More fundamentally, text analytics is moving so fast that some of the assumptions in the book are increasingly being side-stepped. For example, much of Deep Text assumes a rule-based approach to classification, and even gives examples of it in chapter 15. Certainly, a limitation of human rule-based classification is that the rules are still created and managed by humans. Any evaluation will be to a human measure. In contrast, much of the “bag of words” approach to text analytics reduces the need for any detailed linguistic analysis.
One major development of taxonomy is the trend towards turnkey solutions. Deep Text includes instructions for how an organization can develop its own entity rules, for example, but increasingly all this will be managed by the vendor or by outsourced teams. Another example is chapter 8, where Reamy includes describes how in one project his team created an entire set of positive and negative sentiment terms – the kind of project for which one would hope an off-the-shelf collection of terms would now be available.

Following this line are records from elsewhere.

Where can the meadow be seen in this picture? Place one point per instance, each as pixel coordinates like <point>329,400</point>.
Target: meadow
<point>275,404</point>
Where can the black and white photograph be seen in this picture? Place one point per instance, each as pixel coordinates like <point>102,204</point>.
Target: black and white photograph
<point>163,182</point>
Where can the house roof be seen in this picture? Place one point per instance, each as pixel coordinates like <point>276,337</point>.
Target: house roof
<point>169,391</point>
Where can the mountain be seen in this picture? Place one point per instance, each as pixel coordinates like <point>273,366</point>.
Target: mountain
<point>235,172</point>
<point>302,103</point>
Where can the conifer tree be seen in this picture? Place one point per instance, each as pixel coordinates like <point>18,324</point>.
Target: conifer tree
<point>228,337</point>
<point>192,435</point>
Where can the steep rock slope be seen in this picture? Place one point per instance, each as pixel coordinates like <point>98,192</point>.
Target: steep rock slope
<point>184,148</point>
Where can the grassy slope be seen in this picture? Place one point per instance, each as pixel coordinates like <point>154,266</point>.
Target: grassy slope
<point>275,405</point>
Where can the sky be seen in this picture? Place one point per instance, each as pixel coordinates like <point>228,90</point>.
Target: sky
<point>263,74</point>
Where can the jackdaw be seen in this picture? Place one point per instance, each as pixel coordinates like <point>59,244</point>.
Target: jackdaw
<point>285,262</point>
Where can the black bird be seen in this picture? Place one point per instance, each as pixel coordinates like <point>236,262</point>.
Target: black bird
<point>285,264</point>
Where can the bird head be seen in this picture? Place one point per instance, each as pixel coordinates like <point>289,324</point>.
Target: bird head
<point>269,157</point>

At some points in the text, the need to describe leads to what I think can be an over-generalisation. For example, “taxonomies … are based on a higher level of abstraction, while clusters are more tied to specific sets of content. Also, taxonomies can normally be developed to more granular levels than clusters”. Taxonomies, being human constructs, can be developed to any granularity the users feel is appropriate. MeSH, one of the most widely used scientific terminologies, has around 220,000 terms, while some automatic concept extraction tools create (roughly speaking) around one concept (what Reamy calls a cluster) for every ten words in the corpus, which means there may be millions of concepts in a large corpus of text.

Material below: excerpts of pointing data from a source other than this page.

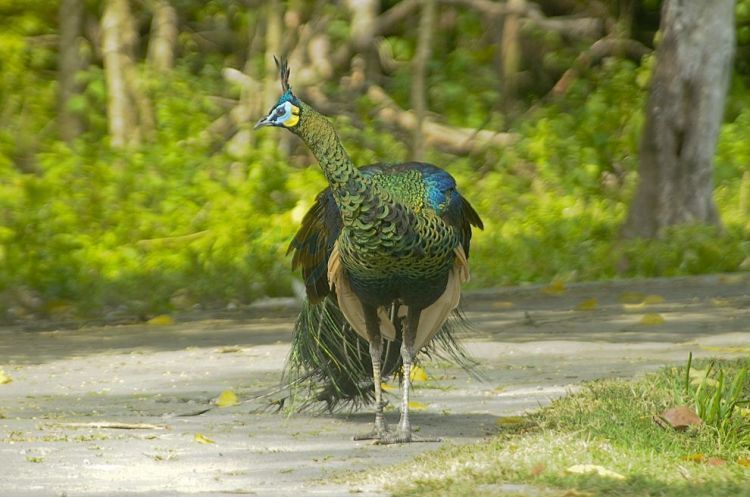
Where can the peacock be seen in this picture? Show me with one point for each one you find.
(383, 253)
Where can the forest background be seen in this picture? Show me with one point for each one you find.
(132, 183)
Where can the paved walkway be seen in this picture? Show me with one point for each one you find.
(534, 344)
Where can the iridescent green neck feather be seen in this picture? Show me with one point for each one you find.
(353, 191)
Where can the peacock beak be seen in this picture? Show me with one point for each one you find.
(263, 122)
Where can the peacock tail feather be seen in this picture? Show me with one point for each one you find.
(329, 365)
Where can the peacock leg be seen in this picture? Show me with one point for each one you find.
(376, 349)
(404, 434)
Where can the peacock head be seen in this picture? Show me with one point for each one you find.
(286, 112)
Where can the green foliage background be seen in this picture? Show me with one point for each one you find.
(85, 228)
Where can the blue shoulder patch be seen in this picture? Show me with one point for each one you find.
(440, 188)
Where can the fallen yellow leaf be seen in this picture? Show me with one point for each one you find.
(161, 320)
(417, 374)
(586, 469)
(556, 287)
(653, 299)
(202, 439)
(587, 305)
(227, 398)
(719, 302)
(652, 319)
(508, 421)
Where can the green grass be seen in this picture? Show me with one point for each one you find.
(608, 423)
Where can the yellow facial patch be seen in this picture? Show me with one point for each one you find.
(293, 118)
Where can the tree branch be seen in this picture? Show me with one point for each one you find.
(454, 140)
(606, 47)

The book could have benefited from some better copy-editing. There are five mentions of how much text in businesses in unstructured. The most detailed reference is in chapter 13: “unstructured content contains 90% of all the important business information. That’s up from the traditional 80% – mostly because of social media content.” To use specific percentages in this way and to repeat them draws attention to what should be just an indicative measure.

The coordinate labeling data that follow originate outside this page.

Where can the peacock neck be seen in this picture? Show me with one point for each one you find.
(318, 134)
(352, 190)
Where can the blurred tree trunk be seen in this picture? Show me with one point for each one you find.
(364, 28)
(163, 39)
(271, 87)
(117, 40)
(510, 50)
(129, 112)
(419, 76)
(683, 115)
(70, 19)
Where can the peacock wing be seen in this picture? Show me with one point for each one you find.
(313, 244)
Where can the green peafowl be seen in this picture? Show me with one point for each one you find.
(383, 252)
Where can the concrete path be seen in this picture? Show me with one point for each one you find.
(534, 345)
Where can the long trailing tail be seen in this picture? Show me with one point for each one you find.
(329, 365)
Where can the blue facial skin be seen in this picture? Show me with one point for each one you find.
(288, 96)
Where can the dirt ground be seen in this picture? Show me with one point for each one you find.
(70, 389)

There’s also quite a bit of repetition. Sentiment analysis is done (as Reamy reminds us), by counting the number of positive – negative terms in a document. For example,
- “Sentiment analysis software was originally based on fairly simple text analytics capabilities, mostly extraction and the use of dictionaries of positive and negative terms.” (ch6)
- “early sentiment analysis applications, which just took dictionaries of positive and negative words and counted them up.”
- “the field has matured lately with more advanced rule-based analysis that replaced simple positive and negative vocabulary dictionaries”
- “Sentiment analysis started with very simple rules which tried to score the positive and negative polarity expressed in text. The early applications simply used generic dictionaries of positive and negative terms.”
All of these statements are I’m sure true, but we don’t need to read them this many times.
But let that not detract from the success of this book. Deep Text is a clear leader in a field of one (I don’t know any other book with this scope), meeting a great need in businesses to understand and to deploy a highly valuable strategic tool. Tom Reamy deserves credit for attempting to make sense of the fast-moving and bewildering word of text mining and text analytics – not just technical sense, nor even just business sense, but pulling the two together.